Rocky Mountain (56th Annual) and Cordilleran (100th Annual) Joint Meeting (May 3–5, 2004)

Paper No. 5
Presentation Time: 8:00 AM-5:00 PM

TWICE-BAKED AMMONOIDS: FAMENNIAN (AND LATER) EVENTS AT DUGAN POND, SIERRA COUNTY, CALIFORNIA


BROOKS, Elwood R., Dept. of Geology, Univ. California, Davis, CA 95616, ANDERSON, Thomas B., Geology, Sonoma State Univ, 1801 E Cotati Ave, Rohnert Park, CA 94928-3609, BECKER, R. Thomas, Geologisch-Palaontologisches Inst, Westfaliche Wilhelms Univ, D-48149 Munster, Germany and WEAVERS, Ellen L., Earth and Environmental Sci, Univ Greenwich at Medway, Kent, ME4 4TB, England, woody@cwo.com

The Elwell Formation (EF) is a thin but very distinctive unit within Paleozoic island-arc deposits in the northern Sierra Nevada.

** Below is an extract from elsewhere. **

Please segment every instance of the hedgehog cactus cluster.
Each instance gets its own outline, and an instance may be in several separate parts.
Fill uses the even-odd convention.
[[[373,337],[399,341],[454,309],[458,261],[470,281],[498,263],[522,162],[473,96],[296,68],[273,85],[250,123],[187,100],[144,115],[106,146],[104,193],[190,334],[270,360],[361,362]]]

In most places it consisted (before metamorphism) of phosphatic, carbonaceous, radiolarian chert interbedded with sediment-gravity-flow deposits rich in dacitic debris derived from the underlying Sierra Buttes Formation (SBF), the whole intruded by penecontemporaneous andesitic sills and related peperite. At Dugan Pond, a few km north of the Sierra Buttes massif, these rocks have been metamorphosed twice, since they were intruded by a gabbro-quartz diorite stock prior to eventual Jurassic low-greenschist metamorphism (except locally, the grade of contact metamorphism probably did not exceed that associated with the albite-epidote-hornfels facies). The metachert has yielded three forms of goniatites, tentatively identified as a very evolute platyclymenid, Platyclymenia sp. or Clymenia sp. (the dominant species); Platyclymenia sp.; and Pernoceras crebriseptum, to date the only megafossils reported from the EF. These fossils provide a firm Famennian age for the EF, in accord with the mid-Famennian age of conodont-bearing chert in Member C of the SBF (=EF) near Bowman Lake (Hanson and Schweickert, 1986). The best preservation is in the metachert adjoining the stock at Dugan Pond. The chert, much altered to thinly laminated to structureless quartzite having coarse granoblastic fabric, nevertheless retains much evidence of its original character. Relict phosphate nodules contain idioblastic apatite prisms as long as 0.15 mm. Graphite, nearly always present, takes several forms, from “dust” to hexagonal plates often up to 0.02 mm across; it defines stylolites in most of the laminated samples. Relict radiolarians rarely are found, as spheroidal quartz aggregates outlined by graphite or apatite. Locally high temperatures of contact metamorphism are indicated by relict bipyramidal crystals of high-quartz, usually in metachert xenoliths.